Comparing Reinforcement Learning and Human Learning using the Game of
Hidden Rules
- URL: http://arxiv.org/abs/2306.17766v1
- Date: Fri, 30 Jun 2023 16:18:07 GMT
- Title: Comparing Reinforcement Learning and Human Learning using the Game of
Hidden Rules
- Authors: Eric Pulick, Vladimir Menkov, Yonatan Mintz, Paul Kantor, Vicki Bier
- Abstract summary: Human-machine systems are becoming more prevalent and the design of these systems relies on a task-oriented understanding of both human learning (HL) and reinforcement learning (RL)
We present a learning environment built to support rigorous study of the impact of task structure on HL and RL.
We demonstrate the environment's utility for such study through example experiments in task structure that show performance differences between humans and RL algorithms.

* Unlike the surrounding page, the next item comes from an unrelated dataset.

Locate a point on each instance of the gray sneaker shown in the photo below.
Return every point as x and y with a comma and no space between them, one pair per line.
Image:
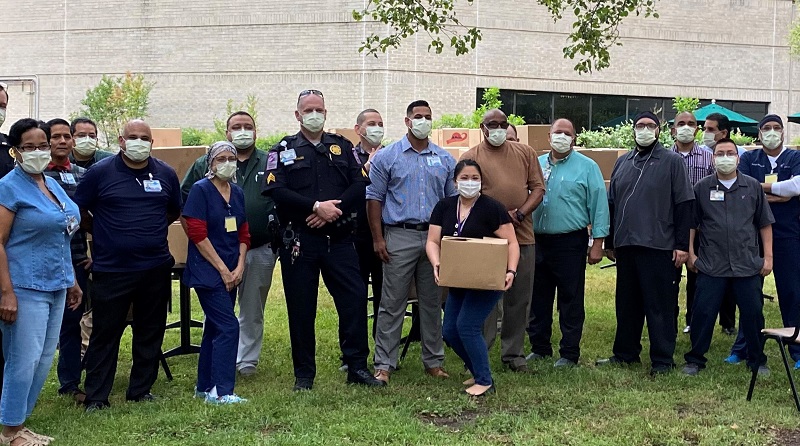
564,362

- Score: 0.41998444721319217
- License: http://creativecommons.org/licenses/by/4.0/
- Abstract: Reliable real-world deployment of reinforcement learning (RL) methods
requires a nuanced understanding of their strengths and weaknesses and how they
compare to those of humans. Human-machine systems are becoming more prevalent
and the design of these systems relies on a task-oriented understanding of both
human learning (HL) and RL. Thus, an important line of research is
characterizing how the structure of a learning task affects learning
performance. While increasingly complex benchmark environments have led to
improved RL capabilities, such environments are difficult to use for the
dedicated study of task structure. To address this challenge we present a
learning environment built to support rigorous study of the impact of task
structure on HL and RL. We demonstrate the environment's utility for such study
through example experiments in task structure that show performance differences
between humans and RL algorithms.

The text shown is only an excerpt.